Reviews

John Pizzarelli & Jessica Molaskey: The Arc of a Love Affair

The husband-and-wife cabaret duo celebrates a decade at the Café Carlyle.

John Pizzarelli and Jessica Molaskey star in The Arc of a Love Affair at Café Carlyle.
John Pizzarelli and Jessica Molaskey star in The Arc of a Love Affair at Café Carlyle.
(© David Andrako)

"I come to sing a song about hope," Jessica Molaskey sweetly incants in the opening moments of her new show at Café Carlyle with husband John Pizzarelli. It's a lyric from Jason Robert Brown's "Hope," a number the Broadway composer just penned this month, on November 9. The song speaks of an almost unreasonable hope breaking through a mountain of disappointment: "Though I can't guarantee there's something real behind it, / I have to try to show my daughters I can find it," Molaskey sings. It's exactly the right note for this moment as we cautiously search for hope and joy wherever it can be found. From that point in the show, we are present and ready for whatever Pizzarelli and Molaskey bring to the stage.

Titled The Arc of a Love Affair, this show marks Pizzarelli and Molaskey's 10th November residency at Café Carlyle, and like a fine wine, their act only gets better with age. While neither is a great comedian or has an outsize personality, both are stellar musicians. Wisely, they put their best foot forward at the top of the show, blitzing us with four fantastic numbers in rapid succession: After "Hope" comes a breezy rendition of "You Could Drive a Person Crazy" from Stephen Sondheim's Company. That number fades into Joni Mitchell's "Help Me," which Molaskey endows with all the giddy excitement of a dangerous new love. Pizzarelli takes over with some minor-key mischief on Dave Frishberg's "Slappin' the Cakes on Me," a naughty jazz number hinged on a somewhat incomprehensible idiom.

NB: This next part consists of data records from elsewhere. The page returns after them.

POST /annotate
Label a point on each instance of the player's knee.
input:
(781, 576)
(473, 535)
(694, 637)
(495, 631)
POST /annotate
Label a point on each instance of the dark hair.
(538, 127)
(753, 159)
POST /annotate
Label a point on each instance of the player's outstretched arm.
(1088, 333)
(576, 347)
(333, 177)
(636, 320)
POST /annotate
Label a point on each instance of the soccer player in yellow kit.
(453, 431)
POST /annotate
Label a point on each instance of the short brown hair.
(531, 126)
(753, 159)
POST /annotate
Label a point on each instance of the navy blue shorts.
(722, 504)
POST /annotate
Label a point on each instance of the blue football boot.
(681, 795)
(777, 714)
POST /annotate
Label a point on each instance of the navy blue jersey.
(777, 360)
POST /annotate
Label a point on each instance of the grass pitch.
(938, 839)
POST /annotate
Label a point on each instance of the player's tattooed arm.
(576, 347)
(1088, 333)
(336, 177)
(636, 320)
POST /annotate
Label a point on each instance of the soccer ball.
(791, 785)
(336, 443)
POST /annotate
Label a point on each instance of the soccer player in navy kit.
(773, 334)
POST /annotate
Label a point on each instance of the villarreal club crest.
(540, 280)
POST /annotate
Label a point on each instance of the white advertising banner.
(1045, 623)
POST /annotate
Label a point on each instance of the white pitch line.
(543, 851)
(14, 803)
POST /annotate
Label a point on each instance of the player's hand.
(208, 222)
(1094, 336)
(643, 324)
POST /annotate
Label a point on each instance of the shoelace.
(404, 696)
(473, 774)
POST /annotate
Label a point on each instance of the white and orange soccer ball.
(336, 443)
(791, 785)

Bassist Jay Leonhart (center) backs up husband-and-wife cabaret act John Pizzarelli and Jessica Molaskey.
Bassist Jay Leonhart (center) backs up husband-and-wife cabaret act John Pizzarelli and Jessica Molaskey.
(© David Andrako)

An accomplished stage actress, Molaskey is particularly deft in her interpretation of the songs of Joni Mitchell. She seems to imbibe the whole room as she draws out the vowels in the lyric "I could drink a case of you." We can visualize her drawing that map of Canada on the back of a cartoon coaster.

As usual, Pizzarelli plays the guitar throughout, wowing us with an energetic instrumental arrangement of "Brotherhood of Man" from Frank Loesser's How to Succeed in Business Without Really Trying. He scats as he plays, tossing the spotlight over to bassist Jay Leonhart, who dexterously glides across the fingerboard. Meanwhile, pianist Konrad Paszkudzki approaches the ivories with a gentle but confident attack. Every note is deliberate and clear on his improvised solos, so that nothing feels fudged or half-considered. This is even more impressive considering his relative youth: Pizzarelli points out that his pianist is a good 50 years younger than his bassist, making this band an impressive multigenerational collaboration.

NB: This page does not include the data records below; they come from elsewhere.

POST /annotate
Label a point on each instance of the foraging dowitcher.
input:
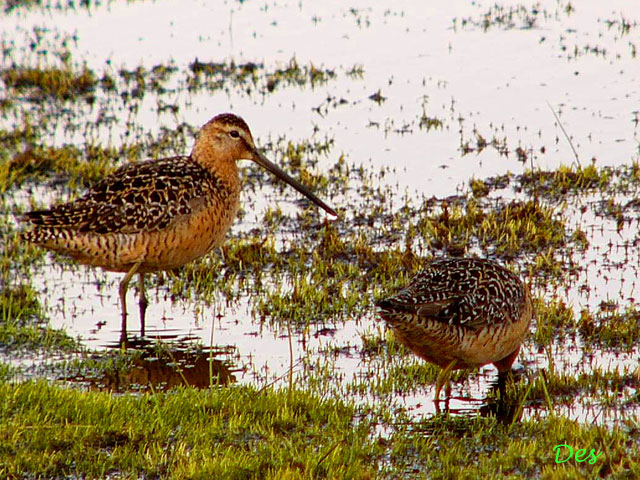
(157, 214)
(461, 313)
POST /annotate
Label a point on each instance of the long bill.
(278, 172)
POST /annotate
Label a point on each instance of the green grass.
(236, 432)
(239, 432)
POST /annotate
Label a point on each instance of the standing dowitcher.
(157, 214)
(461, 313)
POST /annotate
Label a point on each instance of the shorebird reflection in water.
(461, 313)
(158, 214)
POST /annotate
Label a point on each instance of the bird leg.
(142, 302)
(124, 284)
(443, 378)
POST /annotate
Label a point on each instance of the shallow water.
(500, 83)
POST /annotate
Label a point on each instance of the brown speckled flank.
(462, 313)
(158, 214)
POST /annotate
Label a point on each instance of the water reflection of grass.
(306, 273)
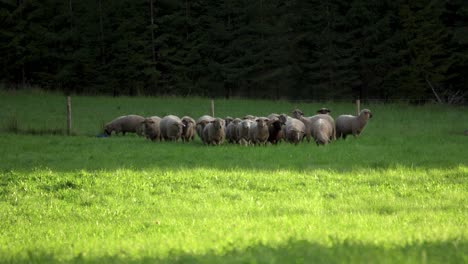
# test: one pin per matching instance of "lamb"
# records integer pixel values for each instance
(124, 124)
(322, 131)
(349, 124)
(188, 130)
(308, 121)
(294, 129)
(227, 120)
(213, 133)
(171, 128)
(324, 111)
(243, 131)
(231, 131)
(275, 130)
(201, 123)
(259, 133)
(151, 128)
(251, 117)
(298, 114)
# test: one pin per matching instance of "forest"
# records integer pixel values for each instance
(327, 49)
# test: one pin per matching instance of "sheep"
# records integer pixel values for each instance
(298, 114)
(188, 130)
(251, 117)
(243, 131)
(258, 134)
(171, 128)
(323, 111)
(151, 128)
(308, 121)
(322, 131)
(293, 129)
(213, 133)
(227, 120)
(124, 124)
(273, 116)
(201, 123)
(275, 130)
(349, 124)
(231, 131)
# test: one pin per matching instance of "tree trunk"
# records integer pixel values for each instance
(101, 29)
(153, 48)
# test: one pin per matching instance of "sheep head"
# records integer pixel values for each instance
(324, 111)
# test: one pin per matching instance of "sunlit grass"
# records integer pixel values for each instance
(397, 194)
(161, 214)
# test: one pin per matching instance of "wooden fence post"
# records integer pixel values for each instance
(212, 107)
(68, 115)
(358, 106)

Like in previous shows, Pizzarelli and Molaskey present unexpected arrangements of well-known standards that crack open something fundamental about the song. Pizzarelli's mellow rendition (he calls it a "James Taylorization") of "You've Got to Be Carefully Taught" from South Pacific is the first time I've heard the song not come off as preachy or self-righteous. Pizzarelli's matter-of-fact, almost demure delivery conveys multiple emotions: muted anger, disappointment, and hope for a kinder tomorrow beyond this seemingly irredeemable today. The couple proves the durability of the Rodgers and Hammerstein catalogue with a bossa nova setting of "I Have Dreamed" from The King and I — undeniably powerful in its restrained elegance. For Pizzarelli and Molaskey, less is consistently more.

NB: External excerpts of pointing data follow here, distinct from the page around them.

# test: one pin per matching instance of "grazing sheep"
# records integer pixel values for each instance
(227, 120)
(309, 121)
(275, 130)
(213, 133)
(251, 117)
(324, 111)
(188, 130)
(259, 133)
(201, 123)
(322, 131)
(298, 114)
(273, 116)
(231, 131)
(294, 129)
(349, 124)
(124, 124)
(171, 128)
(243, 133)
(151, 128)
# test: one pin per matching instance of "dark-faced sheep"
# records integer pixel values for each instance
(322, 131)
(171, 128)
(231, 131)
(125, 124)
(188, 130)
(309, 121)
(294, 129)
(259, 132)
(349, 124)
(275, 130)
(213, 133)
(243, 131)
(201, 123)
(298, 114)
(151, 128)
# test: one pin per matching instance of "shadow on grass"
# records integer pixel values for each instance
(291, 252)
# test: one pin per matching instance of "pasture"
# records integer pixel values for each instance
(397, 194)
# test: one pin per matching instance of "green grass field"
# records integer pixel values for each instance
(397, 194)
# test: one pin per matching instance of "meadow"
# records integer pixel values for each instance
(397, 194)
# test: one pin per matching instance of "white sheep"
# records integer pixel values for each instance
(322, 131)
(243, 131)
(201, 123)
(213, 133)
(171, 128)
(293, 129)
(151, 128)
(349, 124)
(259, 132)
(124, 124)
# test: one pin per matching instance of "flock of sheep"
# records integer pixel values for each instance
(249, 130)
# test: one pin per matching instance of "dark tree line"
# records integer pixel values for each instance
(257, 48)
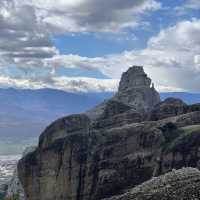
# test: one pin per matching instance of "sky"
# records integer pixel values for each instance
(85, 45)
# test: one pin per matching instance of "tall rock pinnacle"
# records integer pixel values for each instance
(137, 90)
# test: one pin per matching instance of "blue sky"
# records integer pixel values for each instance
(85, 45)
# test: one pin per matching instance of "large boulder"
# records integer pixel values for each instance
(168, 108)
(113, 147)
(135, 89)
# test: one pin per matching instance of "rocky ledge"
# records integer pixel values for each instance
(118, 145)
(180, 184)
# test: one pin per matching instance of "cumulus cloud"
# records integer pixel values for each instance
(23, 39)
(69, 84)
(171, 58)
(91, 15)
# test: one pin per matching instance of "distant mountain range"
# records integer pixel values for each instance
(25, 113)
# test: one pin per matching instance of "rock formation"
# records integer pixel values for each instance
(118, 145)
(135, 89)
(181, 184)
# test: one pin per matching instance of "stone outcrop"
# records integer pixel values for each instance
(183, 184)
(126, 142)
(135, 89)
(168, 108)
(14, 188)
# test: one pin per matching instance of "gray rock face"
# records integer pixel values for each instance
(183, 184)
(80, 157)
(14, 188)
(168, 108)
(135, 90)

John Pizzarelli plays guitar as pianist Konrad Paszkudzki looks on.
John Pizzarelli plays guitar as pianist Konrad Paszkudzki looks on.
(© David Andrako)

The night would be incomplete without a tribute to the late Leonard Cohen (who died on November 7), and the Pizzarelli-Molaskeys deliver one that feels like a wallop upside the head. Molaskey incants Cohen's prescient lyrics to "Everybody Knows" with menacing clarity, like Cassandra predicting the fall of Troy:

Everybody knows that the dice are loaded
Everybody rolls with their fingers crossed
Everybody knows that the war is over
Everybody knows the good guys lost
Everybody knows the fight was fixed
The poor stay poor, the rich get rich
That's how it goes
Everybody knows.

This bitter pessimism feel like a far cry from the grasping optimism of the Brown number at the beginning of the show, but Pizzarelli and Molaskey are experienced enough to know that the arc of a good cabaret act (like the arc of a good love affair) doesn't bend in a smooth curve. Rather, its vitality stems from its unpredictability. Our souls may ache from the experience, but we cannot turn away.